I believe the basic problem with any uncomfortable relationship is that people try too hard to be something they are not, to try to connect with others. Many overreach to please, causing those unnatural moments of engagement. I have previously written that in order to build great relationships, you must understand the person you are dealing with and give them what they want, not what you want. Although this is a significant building block in Relationship Architecture, it doesn’t mean you have to change your beliefs or pretend with the other person.
So, how do you interact with others, giving them what they want, yet not alter who you are? How can you deliver to a relationship, and not be a phony when there are gaps between what you are about and what the other person is interested in? One simple word is the solution, but before I give it up to you, let me tell you about a buddy of mine, Snax.
Snax, of course, is a nickname anointed to my bud Steve years ago due to the volume and frequency of his eating habits. The name suits him perfectly, not only because of the eating aspect, but also because of the non-complexity of what a snack brings to the table. A snack is an honest answer to what you need. Steve embodies that notion as well.
What make Steve so special is his complete honesty and his effortless ability not to pretend. If he doesn’t like something, he never pretends that he does to garner attention or acceptance. In a similar way, if he stands alone on an issue, he doesn’t waiver due to group sentiment. He knows who he is, what he likes, and makes no pretense about it. The amazing part about his demeanor is that he makes his position known without diminishing the opinions of others. If you love hot dogs and he dislikes them, he will never make you feel less for eating a hot dog, he just won’t have one. He has an uncanny ability to do and say what he wants, without making others feel that their way is wrong.
When you are opinionated, this is a very hard feat to accomplish; don’t get me wrong, Snax is firm in his beliefs and unwavering, but somehow it’s not offensive or agitating. The main reason is also the answer from above – honesty. Steve’s honest approach is disarming. He honestly doesn’t care that you are different from him. He honestly doesn’t care that you like things he doesn’t. He honestly doesn’t let your beliefs cause him to pretend they are his beliefs. When I say he doesn’t care, I don’t mean he doesn’t care about you; he just doesn’t care to pretend. He doesn’t care to follow the pack just because everyone else is going in that direction.
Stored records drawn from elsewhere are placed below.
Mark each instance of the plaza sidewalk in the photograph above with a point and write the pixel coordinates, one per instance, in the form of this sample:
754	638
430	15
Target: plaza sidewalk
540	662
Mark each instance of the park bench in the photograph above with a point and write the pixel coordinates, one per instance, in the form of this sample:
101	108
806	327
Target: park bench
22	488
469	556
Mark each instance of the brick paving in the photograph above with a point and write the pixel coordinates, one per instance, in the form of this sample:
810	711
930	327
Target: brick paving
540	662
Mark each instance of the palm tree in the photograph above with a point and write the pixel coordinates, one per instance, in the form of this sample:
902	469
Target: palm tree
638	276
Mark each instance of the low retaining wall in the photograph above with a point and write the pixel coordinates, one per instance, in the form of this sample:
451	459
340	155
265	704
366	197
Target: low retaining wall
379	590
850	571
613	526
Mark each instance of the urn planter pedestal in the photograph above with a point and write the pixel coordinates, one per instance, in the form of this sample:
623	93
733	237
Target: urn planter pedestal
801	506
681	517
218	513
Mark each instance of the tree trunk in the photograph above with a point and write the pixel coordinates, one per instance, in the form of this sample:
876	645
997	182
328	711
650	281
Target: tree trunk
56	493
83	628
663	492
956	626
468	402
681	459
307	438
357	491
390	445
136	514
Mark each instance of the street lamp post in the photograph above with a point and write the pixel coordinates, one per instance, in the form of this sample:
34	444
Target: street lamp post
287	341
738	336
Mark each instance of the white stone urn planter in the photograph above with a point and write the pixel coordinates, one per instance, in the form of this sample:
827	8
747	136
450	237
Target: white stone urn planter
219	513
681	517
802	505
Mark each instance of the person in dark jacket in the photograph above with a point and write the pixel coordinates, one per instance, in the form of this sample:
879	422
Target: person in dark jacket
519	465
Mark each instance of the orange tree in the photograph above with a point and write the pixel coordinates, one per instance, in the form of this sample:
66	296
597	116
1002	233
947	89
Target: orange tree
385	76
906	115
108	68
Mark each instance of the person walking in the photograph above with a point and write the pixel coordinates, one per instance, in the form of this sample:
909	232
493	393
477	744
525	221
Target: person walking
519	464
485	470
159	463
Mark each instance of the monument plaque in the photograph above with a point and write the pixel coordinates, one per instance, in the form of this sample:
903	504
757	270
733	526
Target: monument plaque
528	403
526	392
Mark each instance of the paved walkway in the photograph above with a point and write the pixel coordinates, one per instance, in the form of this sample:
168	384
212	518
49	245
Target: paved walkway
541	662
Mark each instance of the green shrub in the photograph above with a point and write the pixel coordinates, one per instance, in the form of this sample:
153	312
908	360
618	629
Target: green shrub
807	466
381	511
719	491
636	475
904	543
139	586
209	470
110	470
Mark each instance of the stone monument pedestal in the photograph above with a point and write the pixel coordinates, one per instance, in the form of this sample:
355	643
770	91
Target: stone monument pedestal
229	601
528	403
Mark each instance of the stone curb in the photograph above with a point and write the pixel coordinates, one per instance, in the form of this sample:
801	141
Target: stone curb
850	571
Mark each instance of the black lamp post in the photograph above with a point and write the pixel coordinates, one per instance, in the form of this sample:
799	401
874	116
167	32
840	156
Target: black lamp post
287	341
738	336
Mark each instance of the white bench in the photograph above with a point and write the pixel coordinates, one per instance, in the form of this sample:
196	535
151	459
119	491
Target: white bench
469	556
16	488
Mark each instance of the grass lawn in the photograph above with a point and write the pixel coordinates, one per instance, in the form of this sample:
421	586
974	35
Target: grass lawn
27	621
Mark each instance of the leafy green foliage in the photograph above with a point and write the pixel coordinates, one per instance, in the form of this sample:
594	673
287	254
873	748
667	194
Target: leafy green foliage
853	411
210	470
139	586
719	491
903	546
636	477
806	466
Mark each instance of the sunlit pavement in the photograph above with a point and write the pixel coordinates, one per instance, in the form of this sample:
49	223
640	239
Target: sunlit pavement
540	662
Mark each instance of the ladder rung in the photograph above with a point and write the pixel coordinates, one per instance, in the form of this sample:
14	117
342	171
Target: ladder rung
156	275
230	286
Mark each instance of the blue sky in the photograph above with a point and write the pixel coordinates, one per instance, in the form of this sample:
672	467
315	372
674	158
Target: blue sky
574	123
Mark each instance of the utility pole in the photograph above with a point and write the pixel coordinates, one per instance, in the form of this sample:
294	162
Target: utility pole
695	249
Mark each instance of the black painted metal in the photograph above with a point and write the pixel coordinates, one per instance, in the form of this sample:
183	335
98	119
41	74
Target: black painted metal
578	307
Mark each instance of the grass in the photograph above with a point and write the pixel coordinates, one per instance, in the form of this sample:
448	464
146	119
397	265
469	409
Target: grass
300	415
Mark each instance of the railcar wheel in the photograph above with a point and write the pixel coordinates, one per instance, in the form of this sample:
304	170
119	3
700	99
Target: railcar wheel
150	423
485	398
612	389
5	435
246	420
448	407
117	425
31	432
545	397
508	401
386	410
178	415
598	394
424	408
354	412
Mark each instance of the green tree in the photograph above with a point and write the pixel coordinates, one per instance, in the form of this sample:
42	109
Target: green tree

In any relationship, an honest approach is always the best route. I know many of you reading this probably feel that’s what you do, but you need to be honest with yourself. Have you pretended for the sake of being accepted? Even if it was a little white lie? Have you gone along with something because you felt that everyone else was going in that direction, and it would be easier to go along? The first step in being honest, I mean truly honest, with others is to be honest with yourself. You can build relationships on common respect even if there are no common interests. It’s ok to have different likes and dislikes as long as you do not judge the preferences of others. It’s really not as difficult as people make it.
Follow the trail of Snax, and be who you are always, even when you are alone at the table.